El siguiente paso fue sustituir la gorra del Zaragoza por un rulo gordo de los que se usaban para liar el pelo. Oli desarrolló gran habilidad para sortear el revistero y rematar con un golpeo cruzado tremendo. Incluso aprendió a darle con efecto, de forma que el rulo iba dando vueltas hasta colarse ajustado a la cepa del arco de los lavacabezas.
Más de una vez, en un contrataque hacia la portería contraria, uno de los rulos acababa rompiendo uno o varios “plises vitaminados”. La sanción no se hacía esperar: cierre del estadio por tres o más encuentros por lanzamiento de botellas. Y sin posibilidad de apelación a Comité alguno. Ni moviola ni leches, un escándalo en toda regla.
Pasado un tiempo y en vista de que el negocio iba bien, su madre decidió colocar un nuevo suelo pavimentado… de color verde. Eso fue el colmo, ya que al chiquillo le pareció un césped recién cortado y su imaginación desbordante hizo el resto. La peluquería ya parecía Maracaná.

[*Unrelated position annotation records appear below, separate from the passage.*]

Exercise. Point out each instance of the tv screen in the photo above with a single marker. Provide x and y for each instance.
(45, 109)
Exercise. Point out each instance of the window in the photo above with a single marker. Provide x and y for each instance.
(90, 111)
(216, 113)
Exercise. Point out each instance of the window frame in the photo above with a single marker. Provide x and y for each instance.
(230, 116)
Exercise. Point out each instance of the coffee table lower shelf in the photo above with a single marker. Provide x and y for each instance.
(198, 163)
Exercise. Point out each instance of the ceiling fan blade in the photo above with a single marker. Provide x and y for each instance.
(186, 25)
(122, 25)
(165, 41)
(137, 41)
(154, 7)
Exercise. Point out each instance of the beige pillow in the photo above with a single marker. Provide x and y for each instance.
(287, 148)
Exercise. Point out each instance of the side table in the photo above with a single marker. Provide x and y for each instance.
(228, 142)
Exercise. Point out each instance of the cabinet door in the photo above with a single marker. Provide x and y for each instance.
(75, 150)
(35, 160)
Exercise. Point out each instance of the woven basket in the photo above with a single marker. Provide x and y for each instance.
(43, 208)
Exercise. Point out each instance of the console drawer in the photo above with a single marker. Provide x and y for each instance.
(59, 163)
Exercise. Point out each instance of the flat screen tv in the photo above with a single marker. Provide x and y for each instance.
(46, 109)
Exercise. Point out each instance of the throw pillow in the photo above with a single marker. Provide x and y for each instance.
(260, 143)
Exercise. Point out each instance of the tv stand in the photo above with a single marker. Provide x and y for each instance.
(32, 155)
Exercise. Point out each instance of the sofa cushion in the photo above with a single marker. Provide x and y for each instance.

Lo primero que hizo fue sustituir el rulo por una pelota en condiciones. La ocasión lo merecía sin duda. Dicho y hecho, le pidió dos pesetas a su madre y fue a comprarla a la vieja de la cesta. Era una de esas pelotas pequeñas de plástico duro con una anilla a la que se anudaba una goma elástica. El niño le quitó la goma y le cortó la anilla. Pensó que era lo más parecido a uno de esos balones totalmente blancos que había visto en los partidos televisados del Ajax. Los que tenían cuadritos negros le parecían realmente vulgares y aquellos balones blancos, parecían susurrar “¡márcame!”.
Con la remodelación del campo y la nueva pelota, la factura de ampollas rotas comenzó a superar con creces la paciencia de su progenitora. Eso motivó que se abortara la competición y además el cierre indefinido de las instalaciones. A Oli se le aplicó una sanción ejemplar. «Vamos, ni que hubiera lesionado a Amancio…«, rezongó.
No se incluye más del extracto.